Forum Moderators: open
I submitted the home.asp page to google manually because I was worried about the flash intro. This may be why it is being spidered and the rest aren't? I manually submitted 2 more pages this morning to test this theory, but obviously I'm yet to see if they'll been spidered.
Thanks.
[webmasterworld.com...]
Myself, I have several forms on my site and the form pages (.php) have been added to the Google index despite being excluded in the robots.txt file. Just the URL's are showing for the scripted php pages, no title or description (they don't have either).
I feel that Googlebot does rip URL's out of forms and javascripts and sticks them in the index whether we want them to or not.
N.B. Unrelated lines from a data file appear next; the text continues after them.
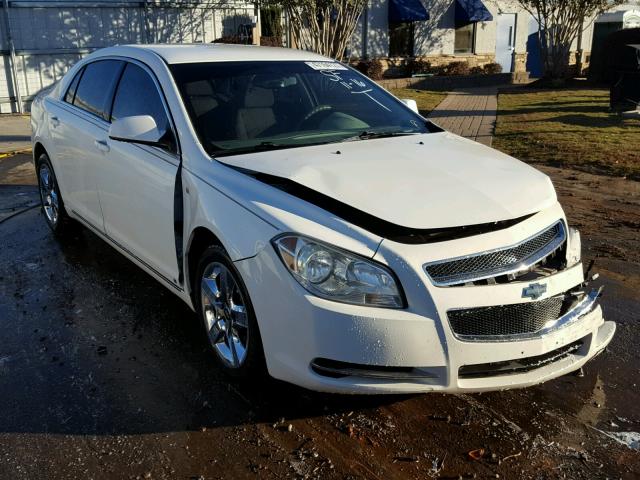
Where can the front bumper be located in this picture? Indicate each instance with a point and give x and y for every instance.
(312, 342)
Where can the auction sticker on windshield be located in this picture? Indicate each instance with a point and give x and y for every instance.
(326, 66)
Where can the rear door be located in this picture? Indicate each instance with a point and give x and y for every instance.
(137, 182)
(78, 125)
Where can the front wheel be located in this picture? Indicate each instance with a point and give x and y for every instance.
(227, 315)
(51, 199)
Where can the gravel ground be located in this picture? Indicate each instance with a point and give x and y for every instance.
(103, 374)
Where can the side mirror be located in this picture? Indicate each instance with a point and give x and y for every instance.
(137, 129)
(411, 104)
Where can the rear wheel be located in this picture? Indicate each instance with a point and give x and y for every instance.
(51, 199)
(227, 315)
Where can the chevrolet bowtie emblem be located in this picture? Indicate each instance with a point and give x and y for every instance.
(533, 291)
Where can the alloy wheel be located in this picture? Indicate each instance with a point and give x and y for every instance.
(225, 314)
(48, 194)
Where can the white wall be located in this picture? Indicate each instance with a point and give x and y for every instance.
(48, 41)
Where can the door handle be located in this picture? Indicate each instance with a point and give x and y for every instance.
(102, 145)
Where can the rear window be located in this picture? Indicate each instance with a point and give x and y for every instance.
(96, 86)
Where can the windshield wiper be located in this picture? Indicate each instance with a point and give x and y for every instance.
(367, 135)
(260, 147)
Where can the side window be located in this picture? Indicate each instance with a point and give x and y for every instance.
(71, 91)
(137, 94)
(96, 87)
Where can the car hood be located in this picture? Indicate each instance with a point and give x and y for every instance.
(429, 181)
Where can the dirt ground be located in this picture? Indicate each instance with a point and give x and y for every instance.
(103, 374)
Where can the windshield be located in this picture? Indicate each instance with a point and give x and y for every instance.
(240, 107)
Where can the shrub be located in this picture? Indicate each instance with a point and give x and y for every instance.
(417, 65)
(371, 68)
(457, 68)
(492, 68)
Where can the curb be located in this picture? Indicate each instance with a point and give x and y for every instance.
(14, 152)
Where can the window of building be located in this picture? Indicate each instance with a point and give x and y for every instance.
(465, 38)
(401, 39)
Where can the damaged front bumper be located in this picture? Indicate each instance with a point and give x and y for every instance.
(328, 346)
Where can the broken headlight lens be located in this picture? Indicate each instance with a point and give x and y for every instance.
(334, 274)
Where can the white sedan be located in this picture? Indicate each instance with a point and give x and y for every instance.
(323, 231)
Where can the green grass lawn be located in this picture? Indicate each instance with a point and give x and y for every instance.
(426, 100)
(568, 128)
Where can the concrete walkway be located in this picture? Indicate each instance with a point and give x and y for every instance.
(470, 113)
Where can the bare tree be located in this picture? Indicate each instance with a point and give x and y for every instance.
(322, 26)
(560, 22)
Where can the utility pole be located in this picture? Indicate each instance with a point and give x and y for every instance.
(12, 53)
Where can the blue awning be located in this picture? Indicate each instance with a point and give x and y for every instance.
(407, 11)
(468, 11)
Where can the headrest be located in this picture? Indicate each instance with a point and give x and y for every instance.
(258, 97)
(201, 87)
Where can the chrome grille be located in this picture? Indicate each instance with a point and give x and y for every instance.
(501, 320)
(497, 262)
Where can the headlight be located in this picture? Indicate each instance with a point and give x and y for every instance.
(337, 275)
(574, 247)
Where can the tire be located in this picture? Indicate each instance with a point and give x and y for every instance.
(51, 199)
(227, 316)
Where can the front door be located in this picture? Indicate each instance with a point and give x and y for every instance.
(506, 41)
(137, 182)
(78, 123)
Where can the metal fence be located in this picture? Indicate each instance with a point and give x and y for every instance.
(41, 40)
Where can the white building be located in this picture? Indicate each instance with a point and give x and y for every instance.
(41, 39)
(442, 31)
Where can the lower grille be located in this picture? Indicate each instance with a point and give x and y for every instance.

Googleguy said recently that they will index pages that are linked to even if they are excluded by the robots.txt file, but they will not show the title and description.
This would be simpler if someone took a look at the site in question, Glenn Murray, please sticky me your web address and I'll have a look.
As for forms, it would make absolutely no sense for Google to follow a form. In most cases, you would have to fill out a form to get correct results.
Let's take a really simple form, here's one [google.com...]
The spider would have no way to know what to put in that field to get back useable information. It returns different information for each thing that you enter in the form. And if you enter nothing, many forms only return an error page. Not exacly useful information for a search engine to index.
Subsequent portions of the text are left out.